I agree that leq is not split.
But empty relation between every two objects always exists!
So (especially when one or both of relations $f$ and $g$ are not functions) then every set(which is object in Rel) is an equaliser.
Empty set is always apex of one of the cones.
 "Empty relation" $ = \emptyset \subset \emptyset = A \times \emptyset =$ "set of relations between $A$ and empty set"
But, of course, not all sets are isomorphic. So my statement cannot be true. Where is my mistake?  
I used definition from wikipedia:
"The equaliser consists of an object $E$ and a morphism $eq : E → X$ satisfying $f\circ eq=g\circ eq$, and such that, given any object $O$ and morphism $m : O → X$, if $f\circ m=g\circ m$, then there exists a unique morphism $u : O → E$ such that $eq\circ u=m$."

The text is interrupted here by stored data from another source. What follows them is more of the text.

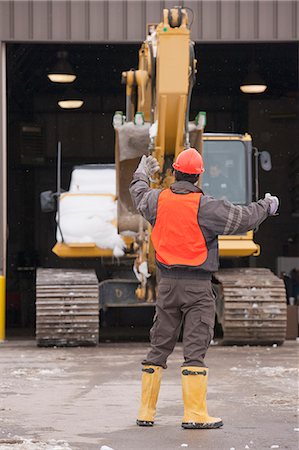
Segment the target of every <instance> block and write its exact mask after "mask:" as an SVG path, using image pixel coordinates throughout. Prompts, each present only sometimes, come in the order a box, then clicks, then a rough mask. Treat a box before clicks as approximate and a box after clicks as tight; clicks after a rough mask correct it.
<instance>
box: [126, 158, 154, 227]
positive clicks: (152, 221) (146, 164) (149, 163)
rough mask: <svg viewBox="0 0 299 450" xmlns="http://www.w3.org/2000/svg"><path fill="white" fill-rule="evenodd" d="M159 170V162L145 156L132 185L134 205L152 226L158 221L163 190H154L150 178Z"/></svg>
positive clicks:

 A: You're misreading; by saying "A category $\mathcal{C}$ doesn't have [(co)limits of a given type]", what one means is that there exists a diagram of the given type that fails to have a (co)limit.
That is, such a statement is the negation of the assertion that every diagram of the given type has a (co)limit.
For many types of diagrams, you are always guaranteed that a nonempty category has some instances of the diagram that have (co)imits; e.g. the constant diagram (all objects the same, all morphisms identities) often works.

From your comments, I think you're claiming that, in Rel, the empty set is an equalizer of the two morphisms $\leq$ and $1_{\{0,1\}}$.
Letting $e$ be the empty relation $\{\} \to \{0,1\}$, it is indeed true that $\leq \circ e = 1_{0,1} \circ e$. But that does not imply that $e$ is the equalizer!
To wit, $\leq \circ \leq = 1_{0,1} \circ \leq$, so if $e$ was the equalizer, there would exist a unique morphism $p : \{0,1\} \to \{ \}$ such that $\leq = e \circ p$.
However, the only morphism $p : \{0,1\} \to \{\}$ is the empty relation, and $e \circ p$ is not the relation $\leq$.